Neither the State Council Information Office, which handles media inquiries on behalf of the Chinese government, nor any of the state-affiliated companies, Chinese government and Communist Party organizations described in this report responded to Portal questions about the travel restrictions or data collection.
NEW BORDERS
There have long been restrictions on personal travel abroad for high-ranking government officials and state leaders with access to sensitive information. Portal noted that these limits now extend to the ranks of Chinese civil servants – which numbered 7 million, according to the most recent data from 2015 – and 70 million workers in state-owned enterprises.
Lower-level employees of China Construction Bank in Beijing and Shanghai are only allowed to travel abroad for personal reasons once a year and for up to 12 days, according to two bankers, one of whom has served for nearly two decades.
Both discovered the restrictions, which they said were unprecedented, when they applied for furlough in early 2023.
Some public school teachers are also facing new restrictions on foreign travel, according to a teacher in the southeastern province of Zhejiang and a person with knowledge of the new rules introduced this year in a district in Shanghai.
A major branch of state lender China Development Bank has banned foreign travel this year, according to a person who works there, while an official at a state-linked investment fund said travel restrictions were recently expanded to include new hires in Hong Kong and Singapore.
Portal was unable to determine whether restrictions varied by destination.

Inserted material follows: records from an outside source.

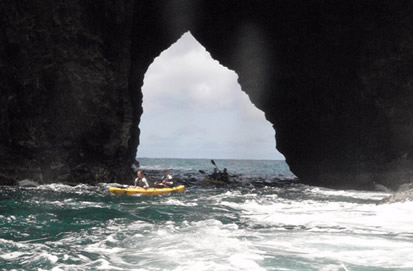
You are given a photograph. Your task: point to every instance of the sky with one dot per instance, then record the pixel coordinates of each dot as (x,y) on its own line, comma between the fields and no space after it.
(193,107)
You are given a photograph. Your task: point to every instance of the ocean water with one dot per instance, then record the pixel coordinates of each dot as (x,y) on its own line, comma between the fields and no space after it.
(265,220)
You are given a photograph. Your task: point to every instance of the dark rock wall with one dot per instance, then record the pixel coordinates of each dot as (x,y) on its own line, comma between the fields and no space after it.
(64,103)
(334,78)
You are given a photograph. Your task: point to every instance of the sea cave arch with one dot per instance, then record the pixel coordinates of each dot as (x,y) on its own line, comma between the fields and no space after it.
(334,79)
(193,107)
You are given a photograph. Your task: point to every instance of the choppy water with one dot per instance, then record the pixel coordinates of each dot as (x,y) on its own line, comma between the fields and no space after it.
(259,226)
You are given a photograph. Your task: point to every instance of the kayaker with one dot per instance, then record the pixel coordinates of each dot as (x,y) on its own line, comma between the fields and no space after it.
(141,180)
(167,180)
(224,176)
(215,175)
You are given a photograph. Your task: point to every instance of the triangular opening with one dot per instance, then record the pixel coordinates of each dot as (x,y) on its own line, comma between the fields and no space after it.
(195,108)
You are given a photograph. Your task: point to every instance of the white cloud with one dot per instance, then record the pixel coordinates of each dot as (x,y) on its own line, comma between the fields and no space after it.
(194,107)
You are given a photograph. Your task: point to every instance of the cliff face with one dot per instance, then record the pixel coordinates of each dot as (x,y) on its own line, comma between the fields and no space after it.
(335,79)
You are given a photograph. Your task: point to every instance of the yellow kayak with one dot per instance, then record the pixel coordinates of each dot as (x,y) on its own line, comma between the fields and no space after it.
(145,191)
(215,181)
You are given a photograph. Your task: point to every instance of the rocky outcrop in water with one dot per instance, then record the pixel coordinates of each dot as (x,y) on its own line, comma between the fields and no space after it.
(335,79)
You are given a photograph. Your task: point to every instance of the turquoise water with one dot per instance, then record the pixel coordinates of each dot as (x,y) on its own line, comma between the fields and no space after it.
(267,224)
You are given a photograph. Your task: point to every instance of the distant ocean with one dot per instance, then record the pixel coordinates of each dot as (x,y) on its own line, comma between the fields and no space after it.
(265,220)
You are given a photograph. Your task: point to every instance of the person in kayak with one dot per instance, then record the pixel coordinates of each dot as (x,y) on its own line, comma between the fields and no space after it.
(224,176)
(167,180)
(215,174)
(141,180)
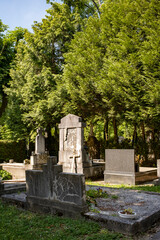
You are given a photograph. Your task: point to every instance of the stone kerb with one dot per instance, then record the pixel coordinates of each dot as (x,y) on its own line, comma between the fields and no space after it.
(53,191)
(119,166)
(72,154)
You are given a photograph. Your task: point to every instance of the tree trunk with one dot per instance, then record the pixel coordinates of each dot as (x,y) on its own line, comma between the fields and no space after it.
(115,131)
(91,130)
(4,104)
(143,131)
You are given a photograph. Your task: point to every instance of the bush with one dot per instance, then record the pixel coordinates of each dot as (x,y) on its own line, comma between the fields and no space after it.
(12,150)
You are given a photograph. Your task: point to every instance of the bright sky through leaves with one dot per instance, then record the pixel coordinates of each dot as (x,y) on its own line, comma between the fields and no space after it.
(20,13)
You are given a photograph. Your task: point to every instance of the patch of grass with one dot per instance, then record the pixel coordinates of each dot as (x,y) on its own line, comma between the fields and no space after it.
(17,224)
(114,197)
(5,175)
(149,188)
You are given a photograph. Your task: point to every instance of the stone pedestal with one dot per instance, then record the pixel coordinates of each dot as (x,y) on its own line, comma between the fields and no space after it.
(72,154)
(119,166)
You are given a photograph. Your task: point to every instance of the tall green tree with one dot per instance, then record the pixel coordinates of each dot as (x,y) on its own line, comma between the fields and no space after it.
(8,45)
(117,43)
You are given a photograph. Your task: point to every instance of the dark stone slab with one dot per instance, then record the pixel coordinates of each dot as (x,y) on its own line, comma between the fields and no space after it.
(51,189)
(145,204)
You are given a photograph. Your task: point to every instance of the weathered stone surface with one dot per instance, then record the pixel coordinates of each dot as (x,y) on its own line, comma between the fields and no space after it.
(55,190)
(119,166)
(72,154)
(158,168)
(17,170)
(40,142)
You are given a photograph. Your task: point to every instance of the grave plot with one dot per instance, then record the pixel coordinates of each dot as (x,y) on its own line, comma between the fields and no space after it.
(144,204)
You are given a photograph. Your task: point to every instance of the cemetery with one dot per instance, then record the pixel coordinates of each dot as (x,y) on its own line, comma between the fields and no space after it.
(79,122)
(57,186)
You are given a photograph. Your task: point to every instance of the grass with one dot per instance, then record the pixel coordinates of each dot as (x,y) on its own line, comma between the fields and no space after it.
(16,224)
(149,188)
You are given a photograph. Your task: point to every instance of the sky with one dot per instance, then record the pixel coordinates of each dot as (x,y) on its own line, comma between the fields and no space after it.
(22,13)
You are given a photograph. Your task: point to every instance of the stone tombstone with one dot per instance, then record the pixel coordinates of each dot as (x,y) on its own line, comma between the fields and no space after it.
(158,168)
(72,154)
(119,166)
(40,156)
(40,142)
(51,190)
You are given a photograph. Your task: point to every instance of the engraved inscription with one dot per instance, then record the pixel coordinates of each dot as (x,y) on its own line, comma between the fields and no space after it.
(70,139)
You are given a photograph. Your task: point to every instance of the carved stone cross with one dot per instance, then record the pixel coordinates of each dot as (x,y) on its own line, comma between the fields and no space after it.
(74,163)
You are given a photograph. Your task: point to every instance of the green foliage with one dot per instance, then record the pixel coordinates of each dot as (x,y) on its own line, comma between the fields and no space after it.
(35,226)
(5,175)
(12,150)
(99,193)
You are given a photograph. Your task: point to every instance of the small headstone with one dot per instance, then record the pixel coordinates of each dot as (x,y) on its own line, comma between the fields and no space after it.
(40,142)
(40,156)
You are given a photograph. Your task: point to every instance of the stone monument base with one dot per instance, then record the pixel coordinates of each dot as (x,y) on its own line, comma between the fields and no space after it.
(95,171)
(119,178)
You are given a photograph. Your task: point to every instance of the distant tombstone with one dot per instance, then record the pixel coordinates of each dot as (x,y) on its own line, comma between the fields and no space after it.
(40,156)
(72,154)
(40,142)
(119,166)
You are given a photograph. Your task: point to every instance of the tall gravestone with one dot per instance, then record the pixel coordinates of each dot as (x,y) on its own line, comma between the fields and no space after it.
(72,154)
(40,156)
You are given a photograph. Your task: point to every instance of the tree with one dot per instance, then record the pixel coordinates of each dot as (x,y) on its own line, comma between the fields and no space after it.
(8,45)
(117,43)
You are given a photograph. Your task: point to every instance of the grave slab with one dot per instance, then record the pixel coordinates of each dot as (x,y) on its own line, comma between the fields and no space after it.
(145,204)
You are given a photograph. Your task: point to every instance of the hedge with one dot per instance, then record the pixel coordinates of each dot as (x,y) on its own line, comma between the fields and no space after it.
(12,150)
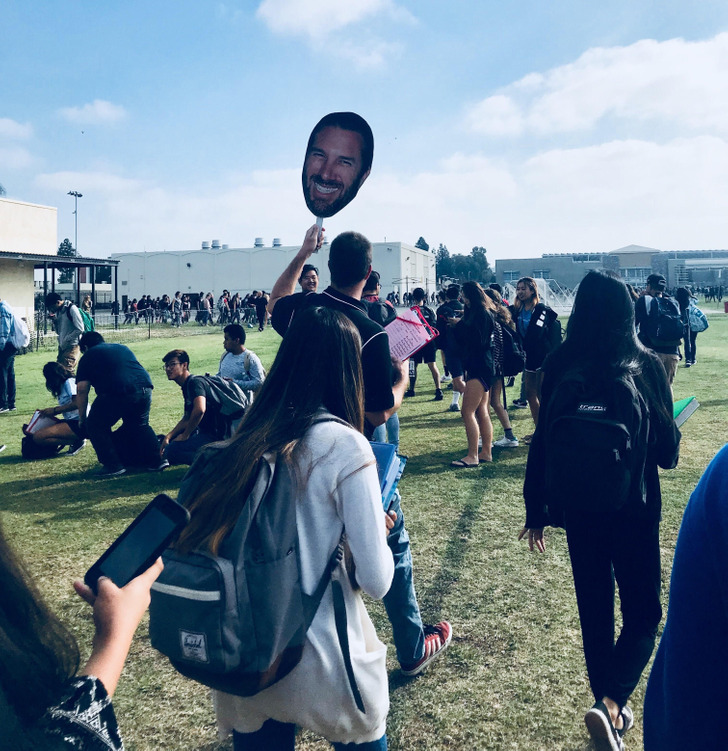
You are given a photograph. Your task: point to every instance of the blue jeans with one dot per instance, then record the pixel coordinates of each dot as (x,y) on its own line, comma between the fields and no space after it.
(183,452)
(388,432)
(7,376)
(401,601)
(281,736)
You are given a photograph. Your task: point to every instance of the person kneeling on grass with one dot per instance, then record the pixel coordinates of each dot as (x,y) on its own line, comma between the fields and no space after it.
(62,384)
(201,422)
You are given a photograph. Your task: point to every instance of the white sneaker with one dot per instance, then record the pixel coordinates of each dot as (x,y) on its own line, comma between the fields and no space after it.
(506,443)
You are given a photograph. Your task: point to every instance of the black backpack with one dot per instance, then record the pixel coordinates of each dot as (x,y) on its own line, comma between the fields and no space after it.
(665,326)
(595,438)
(237,621)
(509,356)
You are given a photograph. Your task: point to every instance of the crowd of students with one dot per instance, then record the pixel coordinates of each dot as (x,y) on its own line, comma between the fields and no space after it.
(332,386)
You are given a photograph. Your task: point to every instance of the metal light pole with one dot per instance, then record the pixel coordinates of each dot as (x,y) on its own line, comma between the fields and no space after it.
(76,195)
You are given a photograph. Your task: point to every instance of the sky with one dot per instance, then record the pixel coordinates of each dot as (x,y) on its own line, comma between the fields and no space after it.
(525,127)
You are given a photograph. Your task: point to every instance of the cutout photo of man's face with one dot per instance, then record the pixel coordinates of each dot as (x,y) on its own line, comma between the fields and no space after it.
(338,161)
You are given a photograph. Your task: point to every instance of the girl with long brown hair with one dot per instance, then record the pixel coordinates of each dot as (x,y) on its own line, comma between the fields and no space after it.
(310,413)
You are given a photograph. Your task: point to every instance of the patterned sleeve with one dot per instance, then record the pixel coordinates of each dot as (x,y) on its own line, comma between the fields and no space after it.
(84,718)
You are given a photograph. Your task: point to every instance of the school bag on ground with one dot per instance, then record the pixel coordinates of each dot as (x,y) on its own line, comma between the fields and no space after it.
(595,443)
(664,323)
(696,318)
(229,397)
(237,621)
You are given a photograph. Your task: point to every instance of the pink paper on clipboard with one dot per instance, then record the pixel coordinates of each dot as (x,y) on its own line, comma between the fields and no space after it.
(408,333)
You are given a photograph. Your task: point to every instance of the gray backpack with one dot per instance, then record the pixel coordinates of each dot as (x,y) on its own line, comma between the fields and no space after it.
(237,621)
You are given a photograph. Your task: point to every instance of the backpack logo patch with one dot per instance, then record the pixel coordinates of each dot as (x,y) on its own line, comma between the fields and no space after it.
(194,646)
(591,408)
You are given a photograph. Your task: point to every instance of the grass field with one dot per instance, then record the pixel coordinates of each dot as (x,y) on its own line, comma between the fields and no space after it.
(514,676)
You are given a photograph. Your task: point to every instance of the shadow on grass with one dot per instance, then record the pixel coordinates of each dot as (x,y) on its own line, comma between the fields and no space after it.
(73,494)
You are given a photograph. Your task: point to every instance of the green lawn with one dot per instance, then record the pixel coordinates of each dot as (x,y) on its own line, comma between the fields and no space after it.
(514,676)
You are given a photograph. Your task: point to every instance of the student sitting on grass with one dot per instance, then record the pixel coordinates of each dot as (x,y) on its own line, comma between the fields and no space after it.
(45,701)
(61,383)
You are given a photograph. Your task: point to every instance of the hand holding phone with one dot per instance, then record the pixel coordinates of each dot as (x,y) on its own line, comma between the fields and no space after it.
(140,544)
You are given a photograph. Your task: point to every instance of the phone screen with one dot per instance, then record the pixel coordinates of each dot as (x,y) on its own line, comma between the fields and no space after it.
(134,549)
(141,543)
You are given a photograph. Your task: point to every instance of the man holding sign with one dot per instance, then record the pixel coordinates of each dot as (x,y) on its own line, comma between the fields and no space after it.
(350,262)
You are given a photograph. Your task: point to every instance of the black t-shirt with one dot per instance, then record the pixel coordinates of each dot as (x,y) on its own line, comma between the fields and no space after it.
(112,369)
(375,357)
(212,422)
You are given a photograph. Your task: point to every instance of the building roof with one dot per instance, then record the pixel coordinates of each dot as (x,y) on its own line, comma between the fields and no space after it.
(41,258)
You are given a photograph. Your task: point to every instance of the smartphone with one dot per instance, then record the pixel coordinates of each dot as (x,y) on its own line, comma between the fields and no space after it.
(141,543)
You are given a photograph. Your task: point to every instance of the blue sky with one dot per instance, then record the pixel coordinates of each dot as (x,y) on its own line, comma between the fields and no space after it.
(527,127)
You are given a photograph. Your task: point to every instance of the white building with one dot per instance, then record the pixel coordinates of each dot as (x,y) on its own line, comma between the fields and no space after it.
(216,267)
(28,237)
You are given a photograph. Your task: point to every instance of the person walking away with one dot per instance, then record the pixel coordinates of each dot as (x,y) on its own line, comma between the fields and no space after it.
(7,358)
(68,324)
(428,354)
(610,510)
(540,330)
(658,321)
(497,388)
(473,333)
(240,364)
(339,689)
(350,261)
(201,422)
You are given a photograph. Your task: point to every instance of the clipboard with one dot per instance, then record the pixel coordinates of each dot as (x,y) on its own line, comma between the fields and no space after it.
(408,333)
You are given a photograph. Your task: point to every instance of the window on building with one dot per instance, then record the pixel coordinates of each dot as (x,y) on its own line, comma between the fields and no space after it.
(636,275)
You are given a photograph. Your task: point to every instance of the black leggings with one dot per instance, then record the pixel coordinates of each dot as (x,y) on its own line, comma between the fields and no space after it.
(602,548)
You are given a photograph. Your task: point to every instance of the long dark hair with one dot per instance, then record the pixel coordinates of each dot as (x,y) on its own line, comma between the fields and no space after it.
(478,312)
(56,375)
(38,653)
(601,339)
(318,365)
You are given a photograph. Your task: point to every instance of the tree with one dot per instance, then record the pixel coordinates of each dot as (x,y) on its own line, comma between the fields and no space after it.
(443,264)
(66,250)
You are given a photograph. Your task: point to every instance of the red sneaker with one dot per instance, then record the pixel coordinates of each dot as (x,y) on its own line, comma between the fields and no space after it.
(437,640)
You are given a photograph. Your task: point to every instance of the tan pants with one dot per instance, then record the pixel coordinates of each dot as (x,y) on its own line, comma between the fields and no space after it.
(69,357)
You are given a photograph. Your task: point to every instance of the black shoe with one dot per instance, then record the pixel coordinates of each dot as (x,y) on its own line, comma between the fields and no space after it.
(109,472)
(76,446)
(159,467)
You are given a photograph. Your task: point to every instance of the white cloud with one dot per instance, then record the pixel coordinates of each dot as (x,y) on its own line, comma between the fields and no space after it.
(661,83)
(14,130)
(98,112)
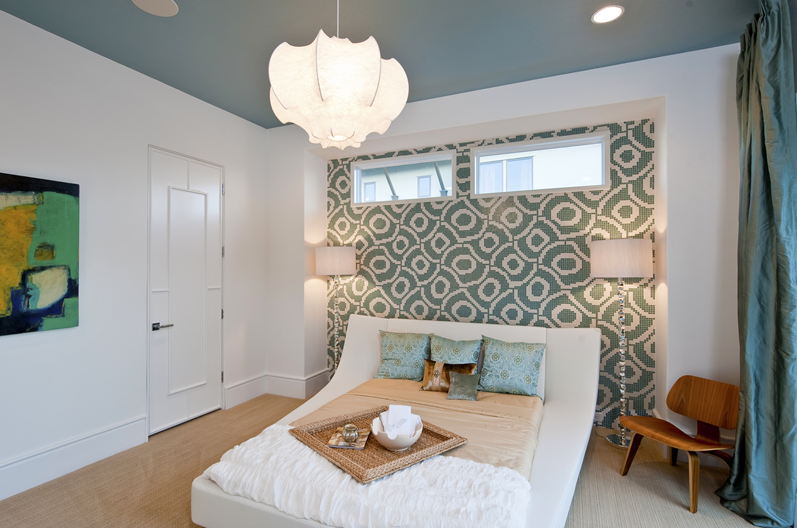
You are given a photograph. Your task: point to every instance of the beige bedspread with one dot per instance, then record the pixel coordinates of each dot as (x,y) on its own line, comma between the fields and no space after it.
(501,429)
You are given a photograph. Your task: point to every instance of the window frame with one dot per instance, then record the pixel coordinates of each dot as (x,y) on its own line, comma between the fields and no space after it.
(419,178)
(411,159)
(365,193)
(534,145)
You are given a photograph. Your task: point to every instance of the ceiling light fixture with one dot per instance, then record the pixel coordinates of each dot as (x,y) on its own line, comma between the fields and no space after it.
(336,90)
(607,14)
(163,8)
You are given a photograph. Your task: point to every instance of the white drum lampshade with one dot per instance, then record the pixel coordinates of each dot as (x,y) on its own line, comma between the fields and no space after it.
(336,90)
(335,260)
(621,257)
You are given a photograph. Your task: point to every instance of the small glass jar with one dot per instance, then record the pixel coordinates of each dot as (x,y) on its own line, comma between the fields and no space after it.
(350,433)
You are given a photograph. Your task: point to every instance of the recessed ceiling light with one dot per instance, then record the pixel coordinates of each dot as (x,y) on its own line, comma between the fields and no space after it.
(607,14)
(164,8)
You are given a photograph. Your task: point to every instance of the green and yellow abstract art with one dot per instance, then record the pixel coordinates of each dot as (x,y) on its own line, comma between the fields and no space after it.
(39,252)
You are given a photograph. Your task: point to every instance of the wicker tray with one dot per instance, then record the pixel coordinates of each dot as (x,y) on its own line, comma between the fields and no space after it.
(374,461)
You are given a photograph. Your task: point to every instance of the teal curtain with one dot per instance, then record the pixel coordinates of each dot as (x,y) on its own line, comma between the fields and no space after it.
(763,481)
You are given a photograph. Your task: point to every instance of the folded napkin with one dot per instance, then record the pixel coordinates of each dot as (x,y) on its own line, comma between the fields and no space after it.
(398,419)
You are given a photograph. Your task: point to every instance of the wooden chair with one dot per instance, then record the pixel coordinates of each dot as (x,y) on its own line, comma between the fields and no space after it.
(711,403)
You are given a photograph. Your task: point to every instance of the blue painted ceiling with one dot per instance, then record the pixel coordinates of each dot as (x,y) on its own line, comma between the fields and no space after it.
(218,50)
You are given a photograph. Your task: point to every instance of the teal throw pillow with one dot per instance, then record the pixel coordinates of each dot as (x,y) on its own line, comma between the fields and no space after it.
(455,352)
(463,386)
(402,355)
(511,368)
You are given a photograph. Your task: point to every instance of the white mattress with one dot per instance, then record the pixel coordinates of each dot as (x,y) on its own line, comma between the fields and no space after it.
(571,383)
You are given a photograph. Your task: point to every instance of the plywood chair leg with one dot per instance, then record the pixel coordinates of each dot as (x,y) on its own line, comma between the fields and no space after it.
(694,480)
(631,453)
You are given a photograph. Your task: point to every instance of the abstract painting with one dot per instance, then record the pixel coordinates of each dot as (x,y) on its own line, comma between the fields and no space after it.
(39,250)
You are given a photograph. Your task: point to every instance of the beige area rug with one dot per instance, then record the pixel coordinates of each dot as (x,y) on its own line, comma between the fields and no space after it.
(654,494)
(148,485)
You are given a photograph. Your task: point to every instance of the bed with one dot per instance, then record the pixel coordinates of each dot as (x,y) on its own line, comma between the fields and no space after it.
(569,382)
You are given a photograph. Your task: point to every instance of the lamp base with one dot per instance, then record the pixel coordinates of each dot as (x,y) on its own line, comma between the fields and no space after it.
(617,440)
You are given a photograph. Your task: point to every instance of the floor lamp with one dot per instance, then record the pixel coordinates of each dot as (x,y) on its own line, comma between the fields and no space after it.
(335,261)
(618,259)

The official notices seen by Portal included instructions from a government department in a district of the eastern city of Ningbo in September and another from the National Social Security Fund Council earlier this year. Both emphasized stricter scrutiny of employees’ requests for personal travel abroad.
In the eastern city of Wenzhou, a branch of the city’s eco-environmental bureau posted revised rules on an official website in September last year that said employees could travel abroad only once a year and for no longer than a month.
Wang Zhi’an, a former Chinese state television host who runs an independent media outlet in Japan, said authorities may be concerned about observations by officials outside China.
“This revelation could subtly influence the thinking and consciousness of these officers,” he said. “You might start to question the Communist Party’s management system and ask yourself why this is so.”
CONNECTIONS Mapping
Chinese authorities are also examining personal foreign ties, according to a document seen by Portal, one of the 10 people who discussed travel restrictions and three other employees of state-owned companies with expertise in the matter.
Around the end of last year, these people reported receiving questionnaires from organizations such as the Communist Youth League, the Chinese People’s Political Consultative Committee (CPPCC), local authorities and their respective employers.
The forms ask for information about relatives with foreign citizenship or permanent residence abroad, as well as information about foreign assistance or experience, the people said, adding that this was the first time they had received the requests.
Portal saw one of the questionnaires but could not fully determine how authorities used the data.
The measures come as China ramps up public communication about foreign influence. In August, the Ministry of State Security said on its recently created WeChat account that it had identified a Chinese national in Italy suspected of spying for the US Central Intelligence Agency and warned of the possibility of Chinese nationals being imprisoned Recruit abroad.
The CIA did not respond to a request for comment.
Thomas said travel restrictions in particular are having an impact on China’s interactions with the world.
“The fewer Chinese officials go abroad, the less they can learn from the good things foreign governments do, the less familiar they are with foreign societies, and the less they understand how China is truly perceived in the world,” he said said.